Mud: A Coming-Of-Age Tale Spattered with Small Truths
Ellis and Neckbone are two Arkansas 14-year-olds living up a tributary of the Mississippi. Early one morning, they pilot their little motorboat to an empty island out on the big river, where they find a bigger, better motorboat stranded in a tree, washed up there by floods. But as soon as they decide they're going to fix it up and get it back on the water, a mysterious stranger appears. Mud (Matthew McConaughey) makes a deal with them—if they bring him some food, they can have the boat.

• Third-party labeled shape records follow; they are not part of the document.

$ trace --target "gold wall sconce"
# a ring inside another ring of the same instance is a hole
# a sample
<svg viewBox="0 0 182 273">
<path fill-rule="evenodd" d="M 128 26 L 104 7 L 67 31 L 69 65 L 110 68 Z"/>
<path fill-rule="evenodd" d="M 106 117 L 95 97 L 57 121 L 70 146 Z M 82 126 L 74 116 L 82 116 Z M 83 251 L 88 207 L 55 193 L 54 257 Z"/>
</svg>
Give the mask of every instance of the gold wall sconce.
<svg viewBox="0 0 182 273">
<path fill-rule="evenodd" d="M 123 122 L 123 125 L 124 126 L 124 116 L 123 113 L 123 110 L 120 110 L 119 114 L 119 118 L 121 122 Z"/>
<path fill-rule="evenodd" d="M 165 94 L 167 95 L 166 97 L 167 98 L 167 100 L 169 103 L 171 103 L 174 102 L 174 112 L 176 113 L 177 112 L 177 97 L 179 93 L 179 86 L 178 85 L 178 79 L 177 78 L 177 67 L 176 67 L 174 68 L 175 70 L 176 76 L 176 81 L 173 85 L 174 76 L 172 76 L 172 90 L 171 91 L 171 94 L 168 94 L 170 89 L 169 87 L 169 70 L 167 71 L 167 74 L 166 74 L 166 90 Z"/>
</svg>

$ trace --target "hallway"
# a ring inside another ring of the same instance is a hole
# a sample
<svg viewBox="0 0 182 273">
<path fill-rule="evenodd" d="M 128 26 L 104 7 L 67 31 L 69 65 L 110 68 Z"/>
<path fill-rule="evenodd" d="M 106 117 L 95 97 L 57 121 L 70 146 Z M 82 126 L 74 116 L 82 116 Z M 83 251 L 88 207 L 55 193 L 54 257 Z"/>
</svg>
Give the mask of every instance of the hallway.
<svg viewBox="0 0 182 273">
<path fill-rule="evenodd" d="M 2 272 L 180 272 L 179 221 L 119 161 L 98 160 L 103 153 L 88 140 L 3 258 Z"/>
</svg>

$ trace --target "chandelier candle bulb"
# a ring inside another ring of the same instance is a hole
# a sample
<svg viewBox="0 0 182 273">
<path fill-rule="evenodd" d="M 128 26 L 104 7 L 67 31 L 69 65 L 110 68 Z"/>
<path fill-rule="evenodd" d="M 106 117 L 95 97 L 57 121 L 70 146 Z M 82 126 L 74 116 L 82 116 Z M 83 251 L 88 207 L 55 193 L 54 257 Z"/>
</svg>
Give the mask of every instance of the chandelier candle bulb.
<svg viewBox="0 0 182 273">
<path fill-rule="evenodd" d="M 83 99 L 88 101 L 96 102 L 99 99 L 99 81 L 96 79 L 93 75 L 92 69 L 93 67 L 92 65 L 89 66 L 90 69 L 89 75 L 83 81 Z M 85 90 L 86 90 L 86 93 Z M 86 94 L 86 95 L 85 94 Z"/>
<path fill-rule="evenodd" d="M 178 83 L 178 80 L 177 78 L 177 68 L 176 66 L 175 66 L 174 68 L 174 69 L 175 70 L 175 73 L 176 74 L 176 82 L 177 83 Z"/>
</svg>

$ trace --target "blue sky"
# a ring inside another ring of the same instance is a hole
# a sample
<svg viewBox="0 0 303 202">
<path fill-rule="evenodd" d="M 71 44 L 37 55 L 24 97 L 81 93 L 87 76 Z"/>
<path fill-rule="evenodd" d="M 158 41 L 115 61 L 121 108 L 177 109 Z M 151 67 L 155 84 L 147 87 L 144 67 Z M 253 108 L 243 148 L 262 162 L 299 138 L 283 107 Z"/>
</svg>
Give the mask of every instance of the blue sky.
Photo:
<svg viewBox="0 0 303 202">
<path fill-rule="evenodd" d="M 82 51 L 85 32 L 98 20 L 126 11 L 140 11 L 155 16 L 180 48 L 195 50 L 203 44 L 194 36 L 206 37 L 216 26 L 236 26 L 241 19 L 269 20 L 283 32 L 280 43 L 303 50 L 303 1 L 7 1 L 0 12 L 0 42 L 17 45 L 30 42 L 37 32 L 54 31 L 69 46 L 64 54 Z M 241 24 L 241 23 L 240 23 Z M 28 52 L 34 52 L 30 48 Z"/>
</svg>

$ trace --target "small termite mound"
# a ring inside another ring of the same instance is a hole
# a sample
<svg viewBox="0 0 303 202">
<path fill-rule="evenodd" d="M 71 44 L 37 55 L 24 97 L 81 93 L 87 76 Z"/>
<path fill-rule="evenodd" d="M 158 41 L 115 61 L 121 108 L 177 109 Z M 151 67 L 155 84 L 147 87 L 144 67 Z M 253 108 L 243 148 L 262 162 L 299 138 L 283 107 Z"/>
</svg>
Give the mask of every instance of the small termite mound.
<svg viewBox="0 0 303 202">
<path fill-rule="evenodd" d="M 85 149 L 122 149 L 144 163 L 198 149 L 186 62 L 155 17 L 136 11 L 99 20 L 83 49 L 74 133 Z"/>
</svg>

Of course, Mud's hiding out from the law, and while the echoes of Great Expectations are undeniable, writer/director Jeff Nichols (Take Shelter) finds a beautiful coming-of-age story in this Dickensian riff. What Nichols absolutely nails is that sense of boyhood receding into maturity, of Ellis and Neckbone's make-believe adventures suddenly turning into a very real one. Tye Sheridan and Jacob Lofland are both outstanding as Ellis and Neckbone, respectively—and McConaughey is generally okay, too, except for the one scene where he has to howl in emotional pain and literally pound sand.
The best parts of Mud all involve the two kids, but there are some terrific supporting performances, too: a steely Sam Shepard as the creepy old man who lives across the river and a hilarious Michael Shannon as Neckbone's philandering uncle. (There's also Reese Witherspoon as Mud's estranged girlfriend, but let's move on. She isn't awful, I guess.) Toward the end, Nichols allows his plot to run amok—there's a ridiculous shootout and an encounter with a pit of poisonous cottonmouths that seem particularly contrived—but these false notes pale in comparison to what Mud gets right. At its heart, it's a sad, sweet story about growing up and discovering that adults don't hold all the answers. If that sounds like a cliché, Mud offers a worthwhile variation that contains real feeling.